Os pesquisadores imaginam que o B. browni utilizasse seu veneno para imobilizar invertebrados ou pequenos vertebrados, como fazem seus análogos de hoje. Estima-se que, em vida, o animal todo não passasse muito dos 10 cm, lembrando vagamente um pequeno porco-espinho. Alguns membros de sua família mais estudados tinham características semi-aquáticas, como as lontras de hoje. No entanto, sem o resto do esqueleto do animal, é difícil dizer se esse era também o caso dele, afirma o paleontólogo.

Experimentalismo

A criatura habitou o Canadá no chamado Paleoceno, uma fase cheia de possibilidades para os mamíferos. É que os antigos reis da vida terrestre no planeta, os dinossauros, foram extintos há 66 milhões de anos, e uma série de oportunidades evolutivas tinham se escancarado.

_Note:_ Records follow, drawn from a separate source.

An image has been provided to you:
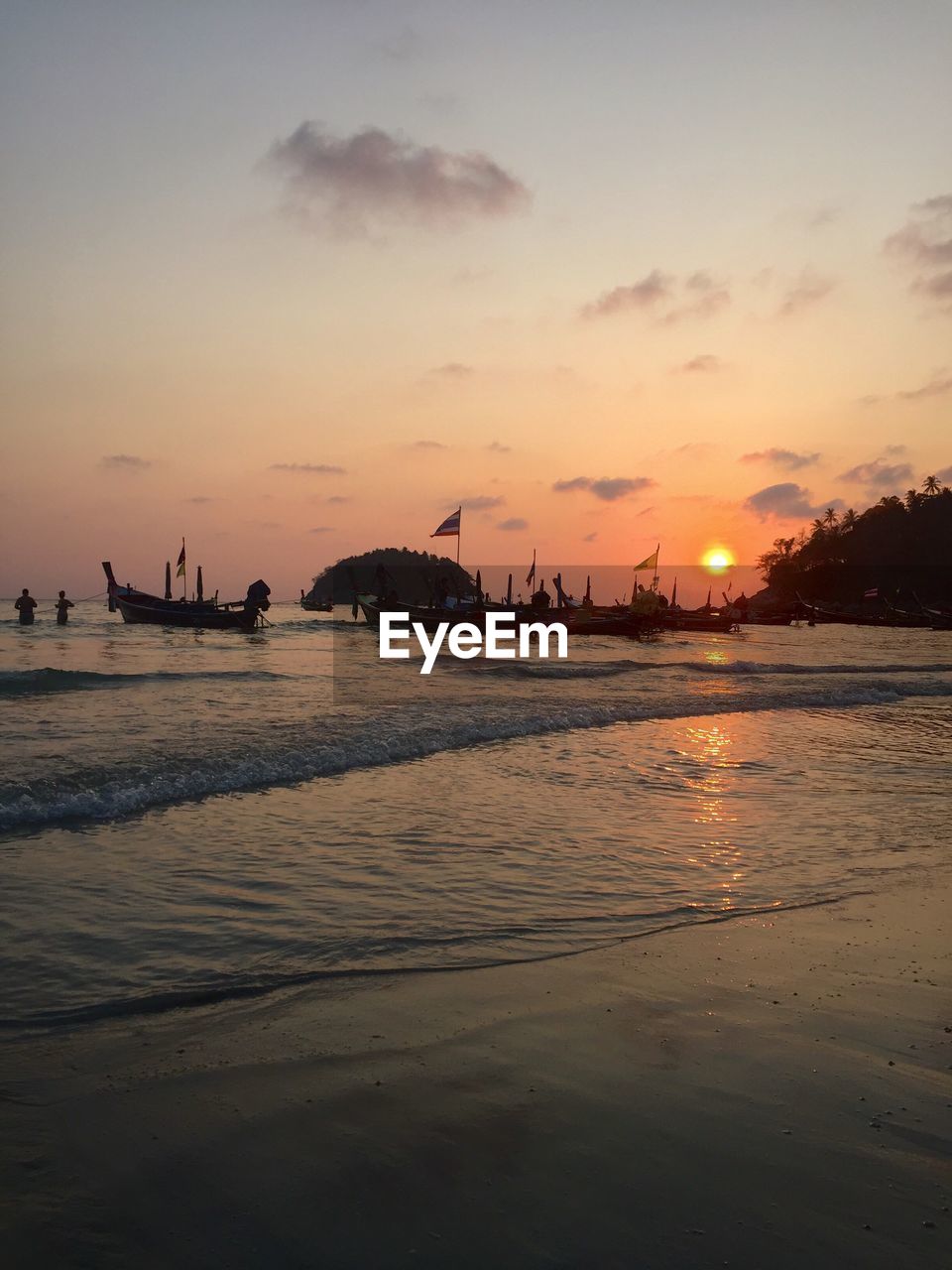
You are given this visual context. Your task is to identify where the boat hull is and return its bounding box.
[115,594,258,631]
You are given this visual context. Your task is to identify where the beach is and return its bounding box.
[3,874,952,1267]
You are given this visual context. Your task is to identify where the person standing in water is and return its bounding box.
[56,590,76,626]
[13,586,37,626]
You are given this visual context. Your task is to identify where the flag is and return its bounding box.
[430,507,463,539]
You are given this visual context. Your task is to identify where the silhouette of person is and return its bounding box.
[56,590,76,626]
[13,586,37,626]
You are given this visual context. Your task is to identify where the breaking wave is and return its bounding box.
[0,666,294,698]
[0,890,865,1031]
[0,667,952,831]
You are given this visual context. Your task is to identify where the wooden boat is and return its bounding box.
[103,560,271,631]
[354,593,658,639]
[797,597,929,630]
[300,590,334,613]
[657,608,738,632]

O B. browni conviveu com os primeiros primatas, parentes do homem (na época parecidos com um cruzamento de esquilo com lêmur), com os mais antigos herbívoros de casco e com os multituberculados, seres muito semelhantes aos roedores de hoje, mas sem parentesco próximo.

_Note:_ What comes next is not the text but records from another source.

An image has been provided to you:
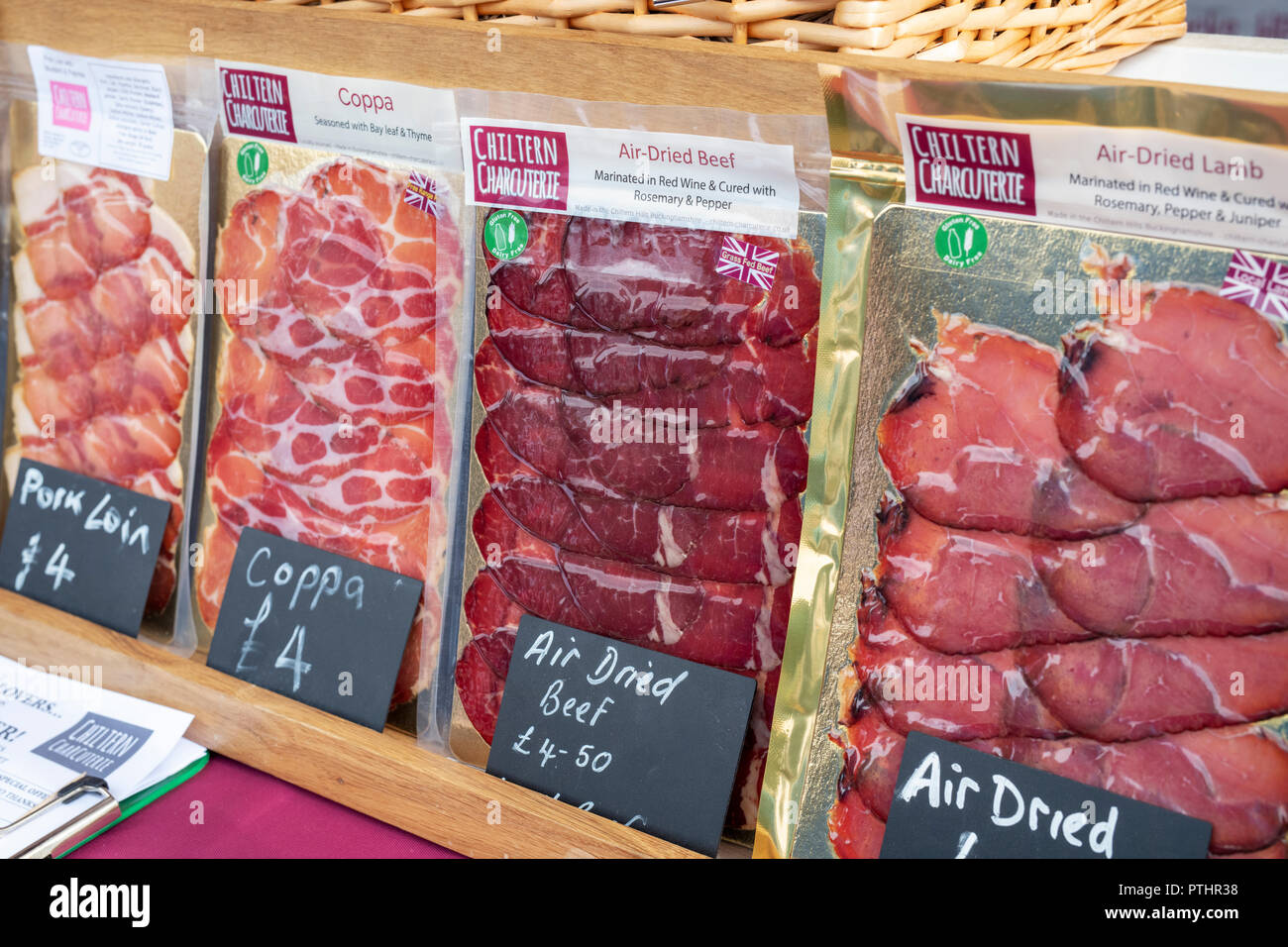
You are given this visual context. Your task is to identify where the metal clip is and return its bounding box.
[0,773,121,858]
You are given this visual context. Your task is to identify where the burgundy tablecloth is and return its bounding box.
[68,754,459,858]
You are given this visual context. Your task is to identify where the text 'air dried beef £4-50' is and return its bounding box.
[456,214,819,826]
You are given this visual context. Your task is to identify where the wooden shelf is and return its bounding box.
[0,590,698,858]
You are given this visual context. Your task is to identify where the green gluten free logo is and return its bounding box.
[237,142,268,184]
[483,210,528,261]
[935,214,988,269]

Talvez seja essa a chave para explicar o aparecimento da criaturinha, bem como de outros possíveis mamíferos peçonhentos que Fox e Scott dizem estar identificando na fauna canadense. "Essa é uma idéia bastante interessante, que nós ainda não exploramos. A variedade de mamíferos venenosos talvez tenha a ver com a exploração de novos estilos de vida que o Paleoceno permitiu."